CONCLUSIONThe record in this proceeding clearly demonstrates that the Commission has shown a likelihood of ultimate success in establishing that Pharmtech has disseminated false, misleading, and deceptive advertisements. After weighing the equities, the Court determines that an injunction against these practices would be in the public interest. Pharmtech should be enjoined from making the challenged representations about its product Daily Greens.
An appropriate order accompanies this Memorandum Opinion.
PRELIMINARY INJUNCTION ORDER
For the reasons set forth in the Memorandum Opinion filed on this date, it is by the Court this 30th day of November, 1983,
That the plaintiff's motion for a preliminary injunction is granted.

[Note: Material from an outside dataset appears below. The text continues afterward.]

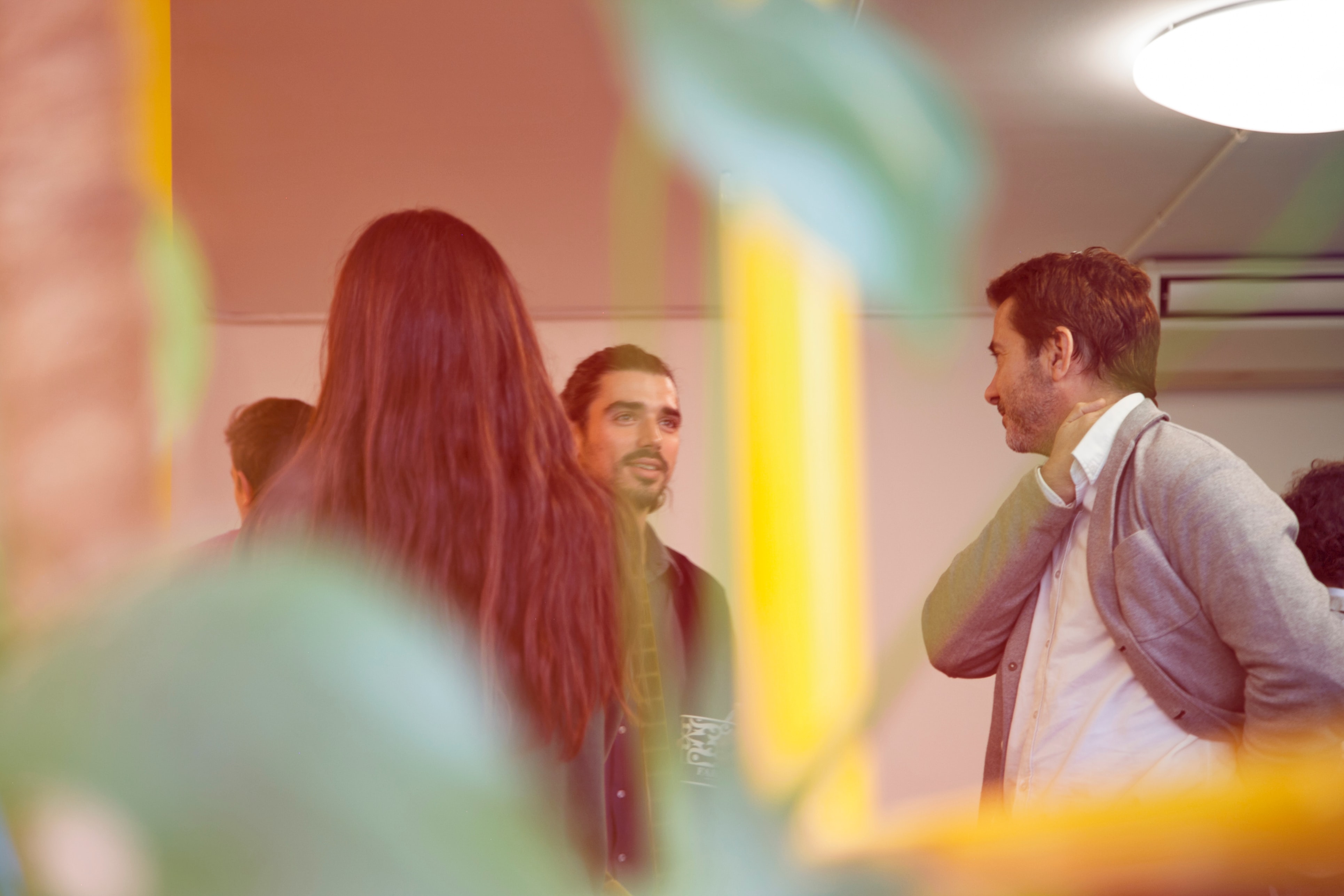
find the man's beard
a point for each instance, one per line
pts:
(643, 497)
(1031, 414)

The terms of the preliminary injunction order are as follows:
1. Within 20 days from the date of this order, the defendant Pharmtech Research, Inc. or any of its officers, agents, representatives and employees, is enjoined from disseminating or causing to be disseminated in commerce, directly or indirectly through any device:
(a) any representation, directly or by implication, that findings of the National Academy of Sciences' report, Diet, Nutrition, and Cancer, support the use of "Daily Greens" or dietary supplements of similar formulation to provide any protective benefit in human beings, including but not limited to the following claims and representations:
(i) any representation or claim, directly or by implication, that findings of the National Academy of Sciences of the National Research Council support an association between the use of such products and a reduction in the incidence of cancer in human beings;
(ii) any representation, directly or by implication that findings of the National Academy of Sciences or the National Research Council indicate that the use of such products may help build human biological defenses.

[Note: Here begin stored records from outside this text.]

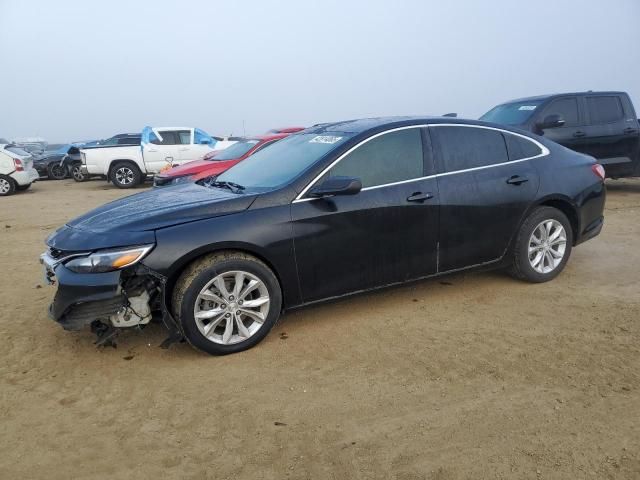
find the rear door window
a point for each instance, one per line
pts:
(391, 157)
(519, 147)
(461, 148)
(567, 108)
(604, 109)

(b) any representation, directly or by implication, that the use of "Daily Greens" or dietary supplements of similar formulation is associated with a reduction in the incidence of cancer in human beings or with building human biological defenses unless, at least 30 days prior to the dissemination of any such representation or claim, defendant possesses and furnishes to the Federal Trade Commission ("Commission") competent and reliable scientific evidence that substantiates any such representation or claim.
2. This Order shall remain in effect until the administrative complaint issued against defendant by the Commission, Docket No. 9168, is dismissed by the Commission, or finally set aside by a court on review, or until an order of the Commission issued pursuant to the complaint has become final.

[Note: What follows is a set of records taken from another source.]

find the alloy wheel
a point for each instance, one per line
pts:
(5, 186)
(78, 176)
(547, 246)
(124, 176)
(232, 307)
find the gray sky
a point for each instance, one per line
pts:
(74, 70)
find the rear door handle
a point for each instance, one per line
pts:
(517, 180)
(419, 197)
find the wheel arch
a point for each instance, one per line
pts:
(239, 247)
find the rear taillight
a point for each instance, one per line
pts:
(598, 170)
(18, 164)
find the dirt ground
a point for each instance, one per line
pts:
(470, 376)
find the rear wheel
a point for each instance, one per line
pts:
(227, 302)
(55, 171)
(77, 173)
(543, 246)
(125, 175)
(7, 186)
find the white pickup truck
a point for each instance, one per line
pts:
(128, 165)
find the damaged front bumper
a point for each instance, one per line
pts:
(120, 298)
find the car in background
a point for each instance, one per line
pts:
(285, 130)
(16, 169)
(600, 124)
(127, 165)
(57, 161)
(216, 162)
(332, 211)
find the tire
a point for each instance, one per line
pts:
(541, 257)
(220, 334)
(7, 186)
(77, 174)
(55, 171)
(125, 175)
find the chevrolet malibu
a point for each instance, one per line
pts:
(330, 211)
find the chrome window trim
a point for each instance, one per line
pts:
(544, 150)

3. This Order shall apply to any promotional claims or representations for "Daily Greens" or products of similar formulation other than representations or claims made on a product label, carton, or package insert.
4. This Court shall retain jurisdiction to entertain any motion to compel compliance and for such other purposes as justice may require.
* * * * * * (2) By any means, for the purpose of inducing, or which is likely to induce, directly or indirectly, the purchase in or having an effect upon commerce, of food, drugs, devices, or cosmetics.
(b) . . . The dissemination or the causing to be disseminated of any false advertisement . . . shall be an unfair or deceptive act or practice . . . within the meaning [of section 5]. 15 U.S.C. § 52.